# Assignment: Dynamic Programming

---

<b><div style="text-align: right">[TOTAL POINTS: 35]</div></b>

In this assignment, you will implement the algorithms that you learned about in the dynamic programming chapter. Using these algorithms, you will find the optimal policy to act in a gridworld. 

Here are the exercises that you will solve today:

* Exercise 1: Action Value Function

    You will use the state values and the environment dynamics to create a function that gives the value of an action.

* Exercise 2, 3, and 4: Policy Evaluation for a Single State

    You will implement policy evaluation in gradual steps in three different exercises: First, you will implement policy evaluation for a single state, and then a single iteration of policy evaluation. Finally, you will implement full policy evaluation until convergence.

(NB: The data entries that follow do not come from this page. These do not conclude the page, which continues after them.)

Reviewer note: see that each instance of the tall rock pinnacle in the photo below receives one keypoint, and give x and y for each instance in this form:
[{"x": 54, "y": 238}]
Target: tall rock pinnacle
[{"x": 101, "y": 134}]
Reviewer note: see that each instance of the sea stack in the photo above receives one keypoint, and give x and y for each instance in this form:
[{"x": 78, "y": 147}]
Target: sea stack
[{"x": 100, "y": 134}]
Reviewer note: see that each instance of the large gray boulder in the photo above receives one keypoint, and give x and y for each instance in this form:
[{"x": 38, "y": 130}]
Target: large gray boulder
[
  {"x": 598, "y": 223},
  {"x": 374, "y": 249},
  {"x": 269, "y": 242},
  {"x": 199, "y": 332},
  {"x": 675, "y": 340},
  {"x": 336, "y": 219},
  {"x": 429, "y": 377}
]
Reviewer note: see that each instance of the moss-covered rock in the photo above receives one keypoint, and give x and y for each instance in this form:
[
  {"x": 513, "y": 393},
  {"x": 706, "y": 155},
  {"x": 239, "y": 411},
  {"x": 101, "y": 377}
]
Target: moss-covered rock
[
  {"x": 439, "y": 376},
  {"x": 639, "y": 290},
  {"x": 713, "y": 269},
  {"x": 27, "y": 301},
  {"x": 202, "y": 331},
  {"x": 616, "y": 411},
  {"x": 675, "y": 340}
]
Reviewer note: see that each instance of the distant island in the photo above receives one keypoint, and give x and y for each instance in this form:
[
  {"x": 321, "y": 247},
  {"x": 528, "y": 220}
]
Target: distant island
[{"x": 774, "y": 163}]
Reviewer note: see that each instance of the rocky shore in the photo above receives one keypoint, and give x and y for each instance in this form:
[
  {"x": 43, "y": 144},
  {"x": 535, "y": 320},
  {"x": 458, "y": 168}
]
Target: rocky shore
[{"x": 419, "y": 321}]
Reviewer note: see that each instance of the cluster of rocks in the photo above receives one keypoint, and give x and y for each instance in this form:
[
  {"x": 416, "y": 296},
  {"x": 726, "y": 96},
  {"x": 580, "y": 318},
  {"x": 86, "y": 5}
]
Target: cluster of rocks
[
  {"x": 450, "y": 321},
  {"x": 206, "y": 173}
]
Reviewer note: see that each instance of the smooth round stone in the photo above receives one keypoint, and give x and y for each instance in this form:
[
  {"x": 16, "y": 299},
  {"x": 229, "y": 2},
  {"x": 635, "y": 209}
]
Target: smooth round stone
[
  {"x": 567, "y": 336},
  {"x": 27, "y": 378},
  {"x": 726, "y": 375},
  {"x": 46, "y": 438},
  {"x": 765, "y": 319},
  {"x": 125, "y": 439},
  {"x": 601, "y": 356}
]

* Exercise 5: Policy Improvement

    Here, you will use greedy action selection to improve the policy. 


* Exercise 6: Policy Iteration

    In this exercise, you will combine your policy evaluation and improvement implementations to run policy iteration on the environment.

* Exercise 7: Value Iteration

    In the final exercise, you will implement value iteration using the single sweep version of policy evaluation and policy improvement.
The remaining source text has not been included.